Marie Kreutzer: Es gab in diesem Fall keine erste Wahl, weil ich beim Schreiben des Drehbuchs an niemand bestimmten gedacht hatte. In einer frühen Phase gab es Überlegungen, ob Gruber, die Hauptfigur, mit einem deutschen Schauspieler besetzt werden sollte, weil „Gruber geht“ ursprünglich als Koproduktion gedacht war. Das hat sich dann aber wieder in eine andere Richtung entwickelt. Als wir schließlich mit dem Casting begannen, dachte ich von Manuel eigentlich, er wäre viel zu typisch für diese Rolle, viel zu nahe liegend. Aber beim Casting hat er mich restlos überzeugt, weil er sich auf vieles einlässt und vor der Kamera nicht zu viel macht, nicht übertreibt. Er spielt sehr subtil.
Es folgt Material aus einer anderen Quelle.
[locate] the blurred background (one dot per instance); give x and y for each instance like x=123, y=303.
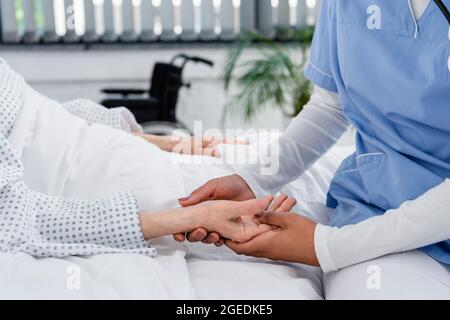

Wenn Sie ein Drehbuch schreiben: Macht es für Sie einen Unterschied, ob Sie die Geschichte selbst erfinden oder ob Sie eine Roman-Vorlage adaptieren?
Beim Schreiben denke ich immer darüber nach, wie ich Bilder für das finden kann, was ich erzählen will. Da ist es kaum ein Unterschied, ob die Erzählung eine eigene Geschichte oder ein Roman ist. Letzterer hat natürlich den Vorteil, dass schon vieles da ist, was man sich bei einer originalen Geschichte erst erarbeiten müsste. Generell gilt für mich: Man darf beim Schreiben nicht zu sehr ans Publikum denken. Damit meine ich nicht, dass mir das Publikum egal wäre, sondern, dass ich mich in diesem Prozess selbst als Referenz heranziehen muss. Ich kann keinen Film machen, der allen gefällt. Das würde nicht gelingen.